On the other hand, when a company does well, it’s tempting to take the gains and exit, but it may be best to take some profits yet keep your hand in. If you bought Google stock in 2007 and sold it in 2016 you did well, but if you still had it you’d be in much better shape.
Investment writer Don Gayhardt has written extensively on the relationship of technology stocks to the world of finance. He observed in a recent article that like any other kind of stock, the company’s success is all about the maturity of its management and the fundamentals of its industry. You may not understand all about the disruptive new technology involved in the company’s offering, but you can observe the management characteristics that lead to success in every industry, like attention to detail, adequate capitalization, and the appearance of a solid growth plan.
Pay attention to missed deadlines and signs of trouble in the product development roadmap. If a product is still in beta, this means that the development team is still working on major parts of the finished product’s functionality.
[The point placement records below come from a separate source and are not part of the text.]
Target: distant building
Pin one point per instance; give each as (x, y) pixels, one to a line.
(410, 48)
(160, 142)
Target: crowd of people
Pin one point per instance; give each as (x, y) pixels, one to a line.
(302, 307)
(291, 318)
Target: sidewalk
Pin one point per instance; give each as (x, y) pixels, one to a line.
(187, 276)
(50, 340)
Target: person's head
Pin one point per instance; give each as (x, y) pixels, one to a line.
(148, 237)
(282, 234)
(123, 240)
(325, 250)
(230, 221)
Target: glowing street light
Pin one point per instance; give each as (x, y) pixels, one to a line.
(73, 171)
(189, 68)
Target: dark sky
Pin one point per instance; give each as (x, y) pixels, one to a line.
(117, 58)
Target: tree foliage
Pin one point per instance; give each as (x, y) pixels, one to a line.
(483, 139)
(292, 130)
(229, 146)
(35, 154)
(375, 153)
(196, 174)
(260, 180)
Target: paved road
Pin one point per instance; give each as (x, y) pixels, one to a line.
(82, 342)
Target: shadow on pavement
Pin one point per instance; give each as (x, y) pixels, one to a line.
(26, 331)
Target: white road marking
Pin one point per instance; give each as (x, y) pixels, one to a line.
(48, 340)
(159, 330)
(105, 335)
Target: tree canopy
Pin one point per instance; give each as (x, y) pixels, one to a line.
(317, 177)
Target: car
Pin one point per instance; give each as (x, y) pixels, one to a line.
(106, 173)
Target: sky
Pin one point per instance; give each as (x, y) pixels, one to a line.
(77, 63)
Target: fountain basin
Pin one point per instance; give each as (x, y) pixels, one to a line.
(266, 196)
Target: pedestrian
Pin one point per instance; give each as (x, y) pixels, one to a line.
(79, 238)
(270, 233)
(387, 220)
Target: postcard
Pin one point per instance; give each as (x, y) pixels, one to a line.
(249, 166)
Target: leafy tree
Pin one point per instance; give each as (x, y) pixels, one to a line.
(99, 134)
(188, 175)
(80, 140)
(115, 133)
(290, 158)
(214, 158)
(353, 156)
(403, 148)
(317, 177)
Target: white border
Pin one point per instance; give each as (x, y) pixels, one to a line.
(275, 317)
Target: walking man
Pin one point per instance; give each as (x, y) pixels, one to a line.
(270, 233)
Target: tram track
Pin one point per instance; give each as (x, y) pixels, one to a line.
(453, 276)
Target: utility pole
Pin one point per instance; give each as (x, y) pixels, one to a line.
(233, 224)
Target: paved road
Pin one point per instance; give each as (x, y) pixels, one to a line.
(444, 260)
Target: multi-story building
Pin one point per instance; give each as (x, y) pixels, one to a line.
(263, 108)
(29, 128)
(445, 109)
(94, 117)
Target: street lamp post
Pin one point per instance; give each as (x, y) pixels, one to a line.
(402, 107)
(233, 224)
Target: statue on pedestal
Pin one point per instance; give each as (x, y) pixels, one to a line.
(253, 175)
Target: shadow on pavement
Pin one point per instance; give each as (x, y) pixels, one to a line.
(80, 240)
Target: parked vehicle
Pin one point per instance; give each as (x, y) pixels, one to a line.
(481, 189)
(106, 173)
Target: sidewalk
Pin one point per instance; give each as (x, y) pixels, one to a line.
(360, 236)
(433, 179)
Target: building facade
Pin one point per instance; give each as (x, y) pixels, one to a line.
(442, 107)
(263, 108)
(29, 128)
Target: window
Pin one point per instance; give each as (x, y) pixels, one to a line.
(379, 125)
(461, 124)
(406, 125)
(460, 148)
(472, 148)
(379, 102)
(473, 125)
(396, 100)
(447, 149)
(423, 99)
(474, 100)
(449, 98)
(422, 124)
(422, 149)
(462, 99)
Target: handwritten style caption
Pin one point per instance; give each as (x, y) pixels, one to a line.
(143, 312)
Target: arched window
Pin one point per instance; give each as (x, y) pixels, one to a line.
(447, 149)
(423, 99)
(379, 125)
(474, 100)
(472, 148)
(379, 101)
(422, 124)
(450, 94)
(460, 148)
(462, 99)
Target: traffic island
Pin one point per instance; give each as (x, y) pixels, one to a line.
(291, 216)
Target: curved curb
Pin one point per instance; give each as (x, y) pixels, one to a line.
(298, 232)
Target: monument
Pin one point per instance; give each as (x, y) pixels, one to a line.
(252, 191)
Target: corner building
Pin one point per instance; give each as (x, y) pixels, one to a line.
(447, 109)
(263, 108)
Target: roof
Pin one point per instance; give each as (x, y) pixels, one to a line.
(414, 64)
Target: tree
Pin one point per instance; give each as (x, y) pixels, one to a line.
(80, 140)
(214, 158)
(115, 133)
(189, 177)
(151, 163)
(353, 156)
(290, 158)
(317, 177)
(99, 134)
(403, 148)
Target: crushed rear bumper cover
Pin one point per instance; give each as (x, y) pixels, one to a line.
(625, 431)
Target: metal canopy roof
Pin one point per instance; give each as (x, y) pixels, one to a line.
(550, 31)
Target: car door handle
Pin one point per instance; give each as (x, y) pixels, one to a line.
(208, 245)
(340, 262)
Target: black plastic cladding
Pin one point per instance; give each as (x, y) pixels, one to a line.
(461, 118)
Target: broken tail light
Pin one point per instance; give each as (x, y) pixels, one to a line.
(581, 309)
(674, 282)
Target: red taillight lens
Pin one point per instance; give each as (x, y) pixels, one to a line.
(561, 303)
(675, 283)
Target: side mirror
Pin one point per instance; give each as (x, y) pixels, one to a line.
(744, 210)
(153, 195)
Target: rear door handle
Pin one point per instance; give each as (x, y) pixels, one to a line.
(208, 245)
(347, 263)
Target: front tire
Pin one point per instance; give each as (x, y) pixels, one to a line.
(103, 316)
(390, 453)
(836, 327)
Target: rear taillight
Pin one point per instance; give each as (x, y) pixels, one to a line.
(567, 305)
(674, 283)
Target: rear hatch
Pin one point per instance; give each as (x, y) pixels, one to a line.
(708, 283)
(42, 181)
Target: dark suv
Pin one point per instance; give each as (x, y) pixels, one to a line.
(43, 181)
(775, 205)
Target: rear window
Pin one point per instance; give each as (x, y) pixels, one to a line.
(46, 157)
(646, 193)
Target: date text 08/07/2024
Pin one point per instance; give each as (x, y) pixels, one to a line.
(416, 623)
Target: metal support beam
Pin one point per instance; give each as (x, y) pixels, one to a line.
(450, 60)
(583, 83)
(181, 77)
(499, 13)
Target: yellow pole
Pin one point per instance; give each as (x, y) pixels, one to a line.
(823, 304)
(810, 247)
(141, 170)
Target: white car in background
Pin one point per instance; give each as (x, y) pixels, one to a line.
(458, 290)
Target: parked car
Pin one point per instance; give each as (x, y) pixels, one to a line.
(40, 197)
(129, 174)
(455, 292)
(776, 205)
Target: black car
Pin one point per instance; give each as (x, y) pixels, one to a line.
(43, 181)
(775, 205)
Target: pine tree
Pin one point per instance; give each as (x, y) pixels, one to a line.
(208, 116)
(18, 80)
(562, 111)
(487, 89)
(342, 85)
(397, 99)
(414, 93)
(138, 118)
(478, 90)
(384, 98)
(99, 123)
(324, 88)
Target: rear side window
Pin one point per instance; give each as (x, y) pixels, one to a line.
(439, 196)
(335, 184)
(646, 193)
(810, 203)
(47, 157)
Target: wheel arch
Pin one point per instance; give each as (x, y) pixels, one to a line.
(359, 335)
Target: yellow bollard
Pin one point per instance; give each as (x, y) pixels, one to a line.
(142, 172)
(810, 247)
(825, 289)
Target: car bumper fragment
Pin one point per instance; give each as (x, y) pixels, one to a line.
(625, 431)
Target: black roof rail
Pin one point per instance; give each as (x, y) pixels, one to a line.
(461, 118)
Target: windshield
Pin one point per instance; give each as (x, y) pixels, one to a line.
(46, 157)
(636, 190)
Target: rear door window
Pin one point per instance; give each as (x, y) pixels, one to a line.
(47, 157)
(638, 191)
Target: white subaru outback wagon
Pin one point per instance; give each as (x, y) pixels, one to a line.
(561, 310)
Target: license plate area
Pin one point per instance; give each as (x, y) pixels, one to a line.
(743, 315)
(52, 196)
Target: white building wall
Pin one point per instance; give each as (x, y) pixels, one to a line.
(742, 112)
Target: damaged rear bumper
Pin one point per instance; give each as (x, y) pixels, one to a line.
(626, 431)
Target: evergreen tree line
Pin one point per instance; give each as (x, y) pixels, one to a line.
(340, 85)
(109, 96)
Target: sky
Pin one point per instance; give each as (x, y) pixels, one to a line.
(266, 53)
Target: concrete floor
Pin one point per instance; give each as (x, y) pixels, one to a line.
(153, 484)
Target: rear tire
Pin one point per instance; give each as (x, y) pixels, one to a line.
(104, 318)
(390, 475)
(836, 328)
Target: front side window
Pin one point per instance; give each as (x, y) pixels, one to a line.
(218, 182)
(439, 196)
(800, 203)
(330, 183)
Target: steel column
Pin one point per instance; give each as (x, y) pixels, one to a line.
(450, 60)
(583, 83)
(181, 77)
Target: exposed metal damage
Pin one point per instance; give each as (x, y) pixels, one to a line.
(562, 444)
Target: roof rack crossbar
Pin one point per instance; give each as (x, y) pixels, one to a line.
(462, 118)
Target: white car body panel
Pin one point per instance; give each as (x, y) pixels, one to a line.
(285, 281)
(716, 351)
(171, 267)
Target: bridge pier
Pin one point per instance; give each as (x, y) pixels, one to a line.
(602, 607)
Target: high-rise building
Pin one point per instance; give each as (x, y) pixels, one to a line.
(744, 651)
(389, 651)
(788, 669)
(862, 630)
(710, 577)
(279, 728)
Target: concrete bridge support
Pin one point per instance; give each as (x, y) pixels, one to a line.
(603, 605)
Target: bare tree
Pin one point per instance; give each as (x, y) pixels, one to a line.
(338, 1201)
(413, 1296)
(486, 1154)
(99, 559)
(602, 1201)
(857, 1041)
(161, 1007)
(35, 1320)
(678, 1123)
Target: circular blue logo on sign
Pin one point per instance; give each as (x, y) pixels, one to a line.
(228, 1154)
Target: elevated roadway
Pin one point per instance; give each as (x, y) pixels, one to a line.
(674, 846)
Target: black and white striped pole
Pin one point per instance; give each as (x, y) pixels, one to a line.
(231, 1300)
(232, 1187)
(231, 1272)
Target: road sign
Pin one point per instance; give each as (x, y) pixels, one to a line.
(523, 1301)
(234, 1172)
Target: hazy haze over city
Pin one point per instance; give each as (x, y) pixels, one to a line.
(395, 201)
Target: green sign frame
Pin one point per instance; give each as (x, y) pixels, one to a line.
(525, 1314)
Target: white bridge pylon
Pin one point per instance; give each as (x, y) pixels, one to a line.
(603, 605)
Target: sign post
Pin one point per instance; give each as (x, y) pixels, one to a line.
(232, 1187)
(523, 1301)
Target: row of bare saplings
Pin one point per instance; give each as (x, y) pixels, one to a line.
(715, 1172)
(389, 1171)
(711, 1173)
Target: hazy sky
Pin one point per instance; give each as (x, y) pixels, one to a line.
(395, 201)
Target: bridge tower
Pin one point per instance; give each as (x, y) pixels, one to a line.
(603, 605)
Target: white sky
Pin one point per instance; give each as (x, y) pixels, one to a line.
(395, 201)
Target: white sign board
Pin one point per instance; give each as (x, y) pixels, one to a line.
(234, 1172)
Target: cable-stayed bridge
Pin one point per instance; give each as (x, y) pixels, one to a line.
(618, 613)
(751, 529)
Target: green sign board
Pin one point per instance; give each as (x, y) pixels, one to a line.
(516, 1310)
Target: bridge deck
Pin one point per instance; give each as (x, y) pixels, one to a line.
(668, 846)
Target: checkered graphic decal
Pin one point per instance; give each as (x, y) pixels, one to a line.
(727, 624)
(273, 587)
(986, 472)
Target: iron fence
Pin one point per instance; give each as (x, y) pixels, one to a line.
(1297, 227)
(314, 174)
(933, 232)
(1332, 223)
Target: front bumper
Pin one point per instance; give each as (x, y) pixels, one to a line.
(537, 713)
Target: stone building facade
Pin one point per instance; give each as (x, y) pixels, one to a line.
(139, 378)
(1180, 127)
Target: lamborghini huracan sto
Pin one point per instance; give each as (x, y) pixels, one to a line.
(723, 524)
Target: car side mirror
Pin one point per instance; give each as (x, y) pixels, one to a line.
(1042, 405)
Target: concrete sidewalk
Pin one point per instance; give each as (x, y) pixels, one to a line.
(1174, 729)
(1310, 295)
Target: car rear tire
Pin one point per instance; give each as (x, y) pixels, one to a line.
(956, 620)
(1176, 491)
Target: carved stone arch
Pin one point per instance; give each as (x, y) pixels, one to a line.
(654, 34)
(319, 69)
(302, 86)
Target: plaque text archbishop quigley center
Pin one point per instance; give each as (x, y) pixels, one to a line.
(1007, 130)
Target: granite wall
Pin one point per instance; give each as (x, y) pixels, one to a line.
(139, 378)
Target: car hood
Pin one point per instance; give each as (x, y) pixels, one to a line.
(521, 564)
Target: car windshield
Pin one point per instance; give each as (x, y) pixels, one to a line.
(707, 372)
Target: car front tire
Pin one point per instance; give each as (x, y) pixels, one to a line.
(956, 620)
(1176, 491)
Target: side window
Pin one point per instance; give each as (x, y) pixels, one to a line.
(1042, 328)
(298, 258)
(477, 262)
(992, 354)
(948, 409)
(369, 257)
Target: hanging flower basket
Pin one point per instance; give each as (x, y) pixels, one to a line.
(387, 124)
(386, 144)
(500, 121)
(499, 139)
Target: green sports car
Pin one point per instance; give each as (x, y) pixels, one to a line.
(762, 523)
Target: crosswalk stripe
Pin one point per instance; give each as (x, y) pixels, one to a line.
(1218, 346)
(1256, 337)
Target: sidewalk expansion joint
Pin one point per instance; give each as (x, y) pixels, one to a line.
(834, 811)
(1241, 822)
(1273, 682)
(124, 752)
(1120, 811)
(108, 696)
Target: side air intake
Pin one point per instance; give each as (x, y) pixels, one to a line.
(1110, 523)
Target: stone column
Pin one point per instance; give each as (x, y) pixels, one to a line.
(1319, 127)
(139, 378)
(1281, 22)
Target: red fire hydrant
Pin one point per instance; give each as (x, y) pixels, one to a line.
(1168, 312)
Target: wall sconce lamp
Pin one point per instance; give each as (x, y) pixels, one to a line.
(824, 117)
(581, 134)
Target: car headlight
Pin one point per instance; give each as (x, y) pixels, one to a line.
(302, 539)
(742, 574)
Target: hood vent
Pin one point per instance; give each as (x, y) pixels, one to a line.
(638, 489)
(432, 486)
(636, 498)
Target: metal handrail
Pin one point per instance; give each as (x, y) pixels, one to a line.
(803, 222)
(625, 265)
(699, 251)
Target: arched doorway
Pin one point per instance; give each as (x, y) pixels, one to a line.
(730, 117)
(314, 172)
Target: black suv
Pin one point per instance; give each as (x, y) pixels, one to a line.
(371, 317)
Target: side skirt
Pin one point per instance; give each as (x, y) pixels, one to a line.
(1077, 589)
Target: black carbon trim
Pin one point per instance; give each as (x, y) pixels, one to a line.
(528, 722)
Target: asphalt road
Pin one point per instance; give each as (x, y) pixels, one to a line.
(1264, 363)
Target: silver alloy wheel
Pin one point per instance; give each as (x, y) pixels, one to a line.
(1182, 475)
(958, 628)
Learn to read through the hype and note where the product is really going from a quality standpoint. Growing pains are to be expected, but too many problems may mean a management team is struggling.
Financial derivatives are pretty complicated securities. But the “derivative” idea in tech is all too often a rehash of an existing one. Sometimes it’s enough of an improvement that it’s worth a look. There were those that thought Facebook was going to be just another MySpace, and they were wrong. A little competition is a good thing. But be careful when looking at potential technology investments that are described in terms of an existing platform, or which are just another version of something that already exists. The technology adopters see through these attempts to “get on the bandwagon” very readily, and they will not find acceptance in the marketplace unless they have a distinct advantage.
If you view tech IPOs as the high risk and high reward opportunities they are, you can manage them within your portfolio effectively. By keeping a diverse portfolio and applying what you know about business to your investment decisions, you can increase your chances of picking a winner.